From the shores of Louisiana, the BP spill is part of a larger picture of pollution and erosion that has been going on for decades.

“The damage done to south Louisiana’s environment was done to a coast already under a condition of deterioration,” said Chip Kline, executive assistant to Edwards and chairman of the Louisiana Coastal Protection and Restoration Authority. Since the 1930s, when oil companies began wide-scale dredging, close to 2,000 square miles of wetlands have been submerged. “The BP oil spill in and of itself did extensive damage, but it also further exacerbated factors causing land loss in ecosystems and estuaries.”

In addition, Kline said, Louisiana doesn’t have sandy beaches. Instead, the marshes and wetlands were more difficult to clean, making it more difficult to protect birds. He said he has a photo of a brown pelican with oiled wings.

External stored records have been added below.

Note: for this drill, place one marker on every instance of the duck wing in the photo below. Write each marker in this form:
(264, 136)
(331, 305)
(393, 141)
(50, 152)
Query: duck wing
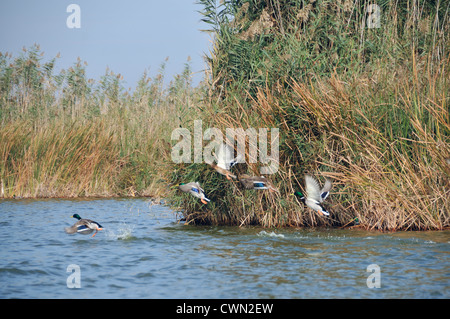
(325, 189)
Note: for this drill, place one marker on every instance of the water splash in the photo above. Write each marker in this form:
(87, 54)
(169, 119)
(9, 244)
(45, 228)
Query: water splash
(124, 232)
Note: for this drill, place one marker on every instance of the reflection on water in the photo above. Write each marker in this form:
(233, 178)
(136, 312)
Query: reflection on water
(144, 253)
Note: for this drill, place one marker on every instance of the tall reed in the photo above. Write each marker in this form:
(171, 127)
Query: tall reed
(367, 107)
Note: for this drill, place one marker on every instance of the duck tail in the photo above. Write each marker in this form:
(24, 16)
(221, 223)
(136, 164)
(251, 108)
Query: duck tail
(70, 230)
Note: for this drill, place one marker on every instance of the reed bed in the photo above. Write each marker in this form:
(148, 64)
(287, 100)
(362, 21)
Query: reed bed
(367, 108)
(63, 135)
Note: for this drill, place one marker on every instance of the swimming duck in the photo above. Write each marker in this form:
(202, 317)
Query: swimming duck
(315, 195)
(194, 189)
(225, 161)
(256, 182)
(83, 226)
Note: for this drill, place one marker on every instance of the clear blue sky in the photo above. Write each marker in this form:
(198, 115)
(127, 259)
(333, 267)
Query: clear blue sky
(126, 36)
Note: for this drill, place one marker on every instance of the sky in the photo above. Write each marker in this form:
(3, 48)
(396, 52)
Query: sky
(128, 37)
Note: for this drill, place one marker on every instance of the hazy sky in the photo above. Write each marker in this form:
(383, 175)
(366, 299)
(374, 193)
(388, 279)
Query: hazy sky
(126, 36)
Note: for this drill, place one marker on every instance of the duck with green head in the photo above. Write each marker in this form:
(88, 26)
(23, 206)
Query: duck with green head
(315, 195)
(83, 226)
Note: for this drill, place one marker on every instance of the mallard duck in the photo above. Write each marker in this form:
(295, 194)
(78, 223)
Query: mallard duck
(194, 189)
(314, 194)
(83, 226)
(225, 161)
(256, 182)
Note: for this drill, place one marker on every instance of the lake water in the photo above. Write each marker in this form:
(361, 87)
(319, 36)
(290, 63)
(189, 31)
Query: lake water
(144, 253)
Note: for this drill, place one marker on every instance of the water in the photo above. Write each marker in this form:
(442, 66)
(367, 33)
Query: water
(144, 253)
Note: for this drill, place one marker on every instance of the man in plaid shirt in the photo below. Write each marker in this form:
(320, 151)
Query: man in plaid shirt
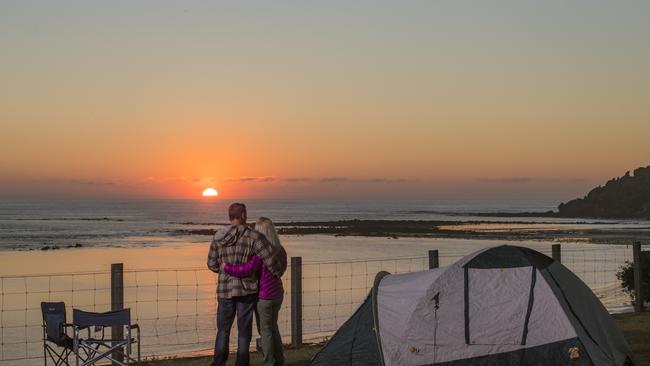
(236, 244)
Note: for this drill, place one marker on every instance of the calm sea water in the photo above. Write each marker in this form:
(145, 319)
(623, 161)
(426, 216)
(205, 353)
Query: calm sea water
(33, 225)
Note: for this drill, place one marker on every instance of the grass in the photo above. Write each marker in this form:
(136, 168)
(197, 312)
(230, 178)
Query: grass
(635, 326)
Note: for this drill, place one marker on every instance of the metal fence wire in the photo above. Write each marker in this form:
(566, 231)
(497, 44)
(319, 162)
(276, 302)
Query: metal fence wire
(175, 308)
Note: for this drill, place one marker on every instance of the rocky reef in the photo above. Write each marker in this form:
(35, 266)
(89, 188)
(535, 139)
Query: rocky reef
(626, 197)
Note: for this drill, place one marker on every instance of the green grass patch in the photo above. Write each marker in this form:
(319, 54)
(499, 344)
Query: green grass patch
(635, 326)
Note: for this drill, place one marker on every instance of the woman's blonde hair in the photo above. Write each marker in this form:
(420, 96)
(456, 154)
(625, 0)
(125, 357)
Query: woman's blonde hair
(265, 226)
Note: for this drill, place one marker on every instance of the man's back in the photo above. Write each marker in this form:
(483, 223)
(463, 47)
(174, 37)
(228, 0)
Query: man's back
(236, 244)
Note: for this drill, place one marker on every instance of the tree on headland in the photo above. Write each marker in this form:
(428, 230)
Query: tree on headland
(626, 275)
(624, 197)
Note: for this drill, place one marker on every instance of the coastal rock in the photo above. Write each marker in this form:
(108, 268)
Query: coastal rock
(620, 198)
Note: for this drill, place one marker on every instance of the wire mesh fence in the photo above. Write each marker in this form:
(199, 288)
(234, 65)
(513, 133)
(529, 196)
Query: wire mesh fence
(175, 308)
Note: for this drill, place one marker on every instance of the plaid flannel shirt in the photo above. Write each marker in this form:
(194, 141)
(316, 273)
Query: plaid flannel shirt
(236, 244)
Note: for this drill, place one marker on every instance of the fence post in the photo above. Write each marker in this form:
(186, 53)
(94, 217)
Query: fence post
(117, 303)
(296, 301)
(638, 295)
(433, 259)
(557, 252)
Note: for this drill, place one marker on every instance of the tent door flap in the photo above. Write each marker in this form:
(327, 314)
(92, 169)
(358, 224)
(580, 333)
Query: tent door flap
(498, 302)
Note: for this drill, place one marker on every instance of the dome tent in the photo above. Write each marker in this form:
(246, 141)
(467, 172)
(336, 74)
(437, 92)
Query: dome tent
(505, 305)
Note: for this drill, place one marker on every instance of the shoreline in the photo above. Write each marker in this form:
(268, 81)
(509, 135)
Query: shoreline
(579, 231)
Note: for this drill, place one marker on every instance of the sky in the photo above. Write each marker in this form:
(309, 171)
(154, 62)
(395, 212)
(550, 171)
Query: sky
(381, 99)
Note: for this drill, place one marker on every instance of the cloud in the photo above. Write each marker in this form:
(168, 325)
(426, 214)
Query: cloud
(525, 180)
(371, 180)
(511, 180)
(334, 180)
(388, 181)
(265, 179)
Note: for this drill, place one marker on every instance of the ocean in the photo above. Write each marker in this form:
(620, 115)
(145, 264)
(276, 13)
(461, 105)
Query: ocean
(28, 225)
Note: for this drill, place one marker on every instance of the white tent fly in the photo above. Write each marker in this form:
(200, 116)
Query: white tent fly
(506, 305)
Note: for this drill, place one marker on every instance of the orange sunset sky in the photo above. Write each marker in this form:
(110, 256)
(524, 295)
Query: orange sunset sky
(445, 99)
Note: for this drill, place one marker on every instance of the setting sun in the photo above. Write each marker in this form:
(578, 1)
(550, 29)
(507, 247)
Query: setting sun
(210, 192)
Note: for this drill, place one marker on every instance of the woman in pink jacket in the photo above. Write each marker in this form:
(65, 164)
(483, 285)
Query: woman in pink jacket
(270, 294)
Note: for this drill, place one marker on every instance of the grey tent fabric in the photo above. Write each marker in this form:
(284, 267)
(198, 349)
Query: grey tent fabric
(355, 343)
(506, 305)
(589, 317)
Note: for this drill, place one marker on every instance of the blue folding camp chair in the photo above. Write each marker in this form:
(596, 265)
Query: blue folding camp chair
(57, 344)
(116, 348)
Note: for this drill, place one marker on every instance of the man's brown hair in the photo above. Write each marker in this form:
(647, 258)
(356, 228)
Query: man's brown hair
(237, 211)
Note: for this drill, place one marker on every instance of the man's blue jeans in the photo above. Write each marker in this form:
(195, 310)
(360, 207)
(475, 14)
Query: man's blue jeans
(243, 307)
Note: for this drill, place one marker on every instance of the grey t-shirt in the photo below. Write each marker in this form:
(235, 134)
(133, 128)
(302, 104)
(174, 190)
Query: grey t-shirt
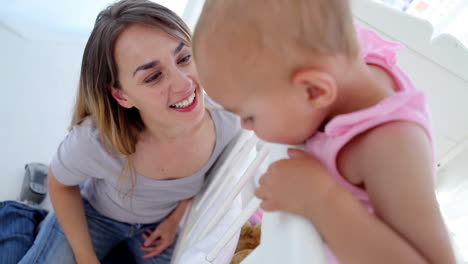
(81, 158)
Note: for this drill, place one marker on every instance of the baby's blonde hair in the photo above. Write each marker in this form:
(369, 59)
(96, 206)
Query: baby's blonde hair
(320, 27)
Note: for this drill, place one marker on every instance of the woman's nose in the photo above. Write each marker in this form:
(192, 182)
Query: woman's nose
(181, 82)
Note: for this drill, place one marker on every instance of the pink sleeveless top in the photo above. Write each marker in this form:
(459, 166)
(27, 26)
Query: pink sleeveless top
(407, 104)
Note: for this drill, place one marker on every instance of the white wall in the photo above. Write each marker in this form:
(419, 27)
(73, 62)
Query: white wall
(38, 86)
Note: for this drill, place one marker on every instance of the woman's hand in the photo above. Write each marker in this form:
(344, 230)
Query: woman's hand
(157, 240)
(296, 185)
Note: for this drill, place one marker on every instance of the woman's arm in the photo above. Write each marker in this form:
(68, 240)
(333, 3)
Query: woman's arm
(156, 241)
(69, 209)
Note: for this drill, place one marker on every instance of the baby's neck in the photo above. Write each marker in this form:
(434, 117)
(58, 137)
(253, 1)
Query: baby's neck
(363, 87)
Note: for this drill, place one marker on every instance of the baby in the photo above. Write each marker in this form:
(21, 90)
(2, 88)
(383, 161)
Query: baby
(299, 71)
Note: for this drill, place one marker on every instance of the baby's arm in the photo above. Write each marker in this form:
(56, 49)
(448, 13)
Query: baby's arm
(395, 164)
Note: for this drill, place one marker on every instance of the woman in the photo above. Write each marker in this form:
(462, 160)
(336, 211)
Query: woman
(140, 143)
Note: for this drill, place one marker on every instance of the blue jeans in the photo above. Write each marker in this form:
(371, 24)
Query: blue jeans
(51, 245)
(19, 223)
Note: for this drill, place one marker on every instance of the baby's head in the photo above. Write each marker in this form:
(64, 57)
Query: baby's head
(277, 63)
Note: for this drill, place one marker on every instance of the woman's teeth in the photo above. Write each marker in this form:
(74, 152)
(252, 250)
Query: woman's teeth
(185, 103)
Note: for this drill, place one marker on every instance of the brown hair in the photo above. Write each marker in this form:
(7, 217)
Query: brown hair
(119, 127)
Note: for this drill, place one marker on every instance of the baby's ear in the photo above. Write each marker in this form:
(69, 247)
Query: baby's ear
(319, 87)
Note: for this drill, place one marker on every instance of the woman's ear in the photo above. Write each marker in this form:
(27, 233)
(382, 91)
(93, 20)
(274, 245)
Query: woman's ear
(120, 97)
(318, 87)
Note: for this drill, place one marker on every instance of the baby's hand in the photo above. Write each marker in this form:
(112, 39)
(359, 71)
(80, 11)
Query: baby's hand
(296, 185)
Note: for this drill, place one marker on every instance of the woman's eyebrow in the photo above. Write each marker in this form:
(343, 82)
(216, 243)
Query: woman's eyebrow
(179, 48)
(146, 66)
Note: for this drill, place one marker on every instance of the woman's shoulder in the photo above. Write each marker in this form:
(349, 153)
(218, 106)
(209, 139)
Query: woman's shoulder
(84, 137)
(221, 116)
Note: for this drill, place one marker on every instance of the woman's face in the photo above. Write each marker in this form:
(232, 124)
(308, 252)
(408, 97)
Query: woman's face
(158, 77)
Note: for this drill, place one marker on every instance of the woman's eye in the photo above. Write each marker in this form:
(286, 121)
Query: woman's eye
(248, 119)
(185, 59)
(153, 77)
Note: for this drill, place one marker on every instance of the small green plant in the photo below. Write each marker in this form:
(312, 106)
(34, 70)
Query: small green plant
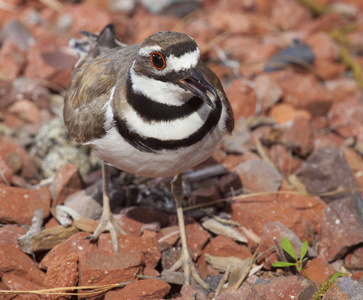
(324, 286)
(287, 246)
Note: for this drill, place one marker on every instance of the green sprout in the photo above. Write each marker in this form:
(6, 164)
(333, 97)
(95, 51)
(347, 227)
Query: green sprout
(324, 286)
(287, 246)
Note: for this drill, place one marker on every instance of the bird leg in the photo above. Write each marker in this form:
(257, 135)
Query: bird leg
(185, 260)
(107, 222)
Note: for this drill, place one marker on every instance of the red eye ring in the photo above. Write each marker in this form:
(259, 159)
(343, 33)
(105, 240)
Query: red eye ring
(157, 60)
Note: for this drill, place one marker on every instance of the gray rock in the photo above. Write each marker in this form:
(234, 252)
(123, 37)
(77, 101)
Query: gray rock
(178, 8)
(344, 288)
(18, 34)
(88, 202)
(326, 170)
(287, 287)
(62, 155)
(341, 227)
(122, 5)
(240, 140)
(258, 176)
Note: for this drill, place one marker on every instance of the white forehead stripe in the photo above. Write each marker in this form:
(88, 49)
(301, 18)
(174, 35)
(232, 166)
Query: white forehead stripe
(147, 50)
(159, 91)
(186, 61)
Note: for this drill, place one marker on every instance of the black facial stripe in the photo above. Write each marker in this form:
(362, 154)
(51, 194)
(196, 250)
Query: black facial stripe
(153, 145)
(181, 48)
(153, 111)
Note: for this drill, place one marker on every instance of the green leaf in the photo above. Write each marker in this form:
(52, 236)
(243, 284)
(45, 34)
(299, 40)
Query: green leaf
(286, 245)
(281, 264)
(304, 249)
(335, 276)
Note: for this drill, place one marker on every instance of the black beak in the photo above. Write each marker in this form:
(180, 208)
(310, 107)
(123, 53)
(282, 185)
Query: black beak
(199, 87)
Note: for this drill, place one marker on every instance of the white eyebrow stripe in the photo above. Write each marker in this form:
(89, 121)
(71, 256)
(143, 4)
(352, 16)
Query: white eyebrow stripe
(186, 61)
(147, 50)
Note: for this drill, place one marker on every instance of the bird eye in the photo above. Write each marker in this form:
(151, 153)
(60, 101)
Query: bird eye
(157, 60)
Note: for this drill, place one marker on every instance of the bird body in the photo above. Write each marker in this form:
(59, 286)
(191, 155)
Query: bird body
(151, 109)
(141, 119)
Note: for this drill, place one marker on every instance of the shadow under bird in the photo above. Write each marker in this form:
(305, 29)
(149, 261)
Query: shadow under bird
(151, 109)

Now, as part of the BP settlement, Louisiana will get $8 billion over 15 years. It has already received part of that and has funded nine projects that have created or benefited more than 3,400 acres. Two more, when completed, will have created or benefited 1,401 acres of marshland for a total of 7.5 square miles — a tiny step, but without stabilizing the region, Louisiana could lose another 4,000 square miles of land over the next 50 years.

This war on land loss is increasingly focused on rising seas caused by climate change — and the carbon emissions from oil and gas that cause climate change.

“As tragic an accident as Deepwater Horizon was, the restoration in the gulf shows how nature can heal itself with time, just as the Hudson River and so many other places have,” said Jason Bordoff, founding head of Columbia University’s global energy center. “But climate change does not work that way. Once a ton of CO2 is emitted, it is going to stay up there for a very long time. Most tragic environmental errors can be remedied in a decade or two, but not climate change.”

And now the oil companies are carrying on drilling in the midst of a pandemic that has knocked oil prices down to inflation-adjusted levels not seen for half a century. Trump administration talks about expanding offshore lease sales have generated very little interest among the big companies, leery of political fights with states and worried about financial constraints.

The companies have already started to cut back. On April 17, there were just 17 rigs operating in the Gulf of Mexico, six fewer than a year earlier, according to the Baker Hughes rig count.

“How could we be so unprepared to develop tests to deal with a pandemic?” Bordoff said. “Partly it’s a result of years and years of campaigning against government. But undermining government has consequences, as covid-19 shows us. Deepwater Horizon was a reminder that consequences could be pretty significant when we hollow out environmental regulations as well.”